The references are used only in the current change operation. They should not 
occur in other places.

> 		Does not the MCT use of these rigid absolute paths require that the
> document be serialized before the tracking information can be serialized?

This depends on the meaning of the numbers in the absolute paths. If the 
numbers refer to the XML nodes, then yes. If they refer to ODF concepts like 
paragraphs and tables, then this would not be needed, but a thorough 
documentation of the addressing method would be needed. This is still some 
work and I'd like to read up on the latest document that does this. What/where 
is the currently latest version?

> And for a consumer presenting the content, is it necessary to find the
> relevant change-tracking information by some synchronization method?  My
> concern is that it is impossible to detect when synchronization has been
> broken.  Everything has to be absolutely perfect and there is no way to
> touch a change-tracked document without having to adjust all of the
> tracking locations.  That's a considerable burden.

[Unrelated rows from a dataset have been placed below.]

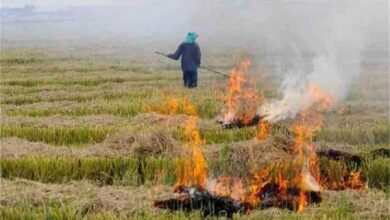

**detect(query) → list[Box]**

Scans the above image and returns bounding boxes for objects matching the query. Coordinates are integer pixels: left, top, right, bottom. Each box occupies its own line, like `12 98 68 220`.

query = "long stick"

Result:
155 51 230 77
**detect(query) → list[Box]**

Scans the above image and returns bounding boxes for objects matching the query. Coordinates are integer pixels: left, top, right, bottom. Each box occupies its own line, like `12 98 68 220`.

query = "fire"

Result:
168 80 365 213
256 119 272 140
223 60 260 125
297 190 307 213
175 117 207 189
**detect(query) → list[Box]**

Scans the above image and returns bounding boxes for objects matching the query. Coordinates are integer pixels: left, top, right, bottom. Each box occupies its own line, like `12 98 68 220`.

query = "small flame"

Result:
256 119 272 140
297 190 307 213
347 171 367 189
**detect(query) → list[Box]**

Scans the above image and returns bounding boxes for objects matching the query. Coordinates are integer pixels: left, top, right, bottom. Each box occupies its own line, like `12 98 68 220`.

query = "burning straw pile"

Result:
154 61 365 218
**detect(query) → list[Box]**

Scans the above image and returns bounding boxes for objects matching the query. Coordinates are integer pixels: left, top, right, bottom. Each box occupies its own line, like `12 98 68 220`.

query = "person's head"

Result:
184 32 198 44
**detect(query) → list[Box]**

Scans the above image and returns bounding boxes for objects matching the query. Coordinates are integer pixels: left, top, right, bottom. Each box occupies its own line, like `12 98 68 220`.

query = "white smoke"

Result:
259 2 378 122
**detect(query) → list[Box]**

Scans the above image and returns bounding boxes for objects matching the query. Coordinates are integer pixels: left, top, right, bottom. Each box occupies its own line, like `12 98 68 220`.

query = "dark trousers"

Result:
183 70 198 88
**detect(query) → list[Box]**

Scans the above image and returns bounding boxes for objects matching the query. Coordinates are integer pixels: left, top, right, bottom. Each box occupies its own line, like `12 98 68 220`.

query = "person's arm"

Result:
168 44 182 60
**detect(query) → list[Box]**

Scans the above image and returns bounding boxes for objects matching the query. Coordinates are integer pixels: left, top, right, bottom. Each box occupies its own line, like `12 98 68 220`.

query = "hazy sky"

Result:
1 0 143 8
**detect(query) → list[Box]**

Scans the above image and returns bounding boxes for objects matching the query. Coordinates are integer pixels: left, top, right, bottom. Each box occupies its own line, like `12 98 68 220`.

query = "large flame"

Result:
223 60 260 124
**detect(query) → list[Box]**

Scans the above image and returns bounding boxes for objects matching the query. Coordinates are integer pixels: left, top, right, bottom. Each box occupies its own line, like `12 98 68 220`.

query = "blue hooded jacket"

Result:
168 32 201 71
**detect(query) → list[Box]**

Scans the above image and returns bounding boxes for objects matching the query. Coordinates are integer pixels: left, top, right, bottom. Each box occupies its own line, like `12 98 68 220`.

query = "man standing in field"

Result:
168 32 201 88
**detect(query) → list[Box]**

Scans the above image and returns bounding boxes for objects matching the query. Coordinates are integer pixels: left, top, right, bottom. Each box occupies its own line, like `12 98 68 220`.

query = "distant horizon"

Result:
0 0 144 10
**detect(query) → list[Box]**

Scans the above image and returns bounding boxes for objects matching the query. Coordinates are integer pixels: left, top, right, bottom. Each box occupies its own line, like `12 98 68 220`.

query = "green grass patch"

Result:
173 127 256 144
1 126 113 145
4 101 143 118
0 156 180 185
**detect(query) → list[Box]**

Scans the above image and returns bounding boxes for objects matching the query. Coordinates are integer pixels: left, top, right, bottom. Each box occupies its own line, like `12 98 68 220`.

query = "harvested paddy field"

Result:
0 49 390 219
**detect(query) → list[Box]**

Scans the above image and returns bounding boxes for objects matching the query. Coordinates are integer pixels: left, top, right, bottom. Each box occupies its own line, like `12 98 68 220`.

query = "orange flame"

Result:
346 171 367 189
256 119 272 140
223 60 260 124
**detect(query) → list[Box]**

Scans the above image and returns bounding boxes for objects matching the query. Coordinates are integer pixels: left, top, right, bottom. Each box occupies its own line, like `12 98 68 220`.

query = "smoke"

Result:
259 1 384 121
1 0 389 110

The change operations are only valid for one version of the document. If the 
document is modified, the changes do not apply any more at all. To make them 
apply, the changes between the document for which they apply and the document 
that is the result of more user editing would need to be inferred. So if a 
user sends a revision of a document without recording the changes and reports 
this document to the be merged with the last version for which the changes 
were recorded, then on could create a new version and attribute changes.

> 		I am only addressing the cross-identification approach here.  It 
appears
> that ODF CT does this in a more robust way; I don't see why MCT can't be
> made at least as resilient.
> 
> 		I think there does need to be a stretchy way to connect between 
tracked
> details and the point of change.  An xml:id ID value and a corresponding
> IDREF attribute value do this perfectly for XML-modeled persistent
> document formats.  And this kind of support already has to exist in
> ODF-based processors simply because of the many ways that
> cross-referencing is handled by identifiers of some type, including IRIs
> that refer into package parts by fragment identifiers.

Could you explain what the cross-identification approach is?

Well, that was a long mail. I thought the meeting was today and had time 
planned which allowed me to write so much.

Cheers,
Jos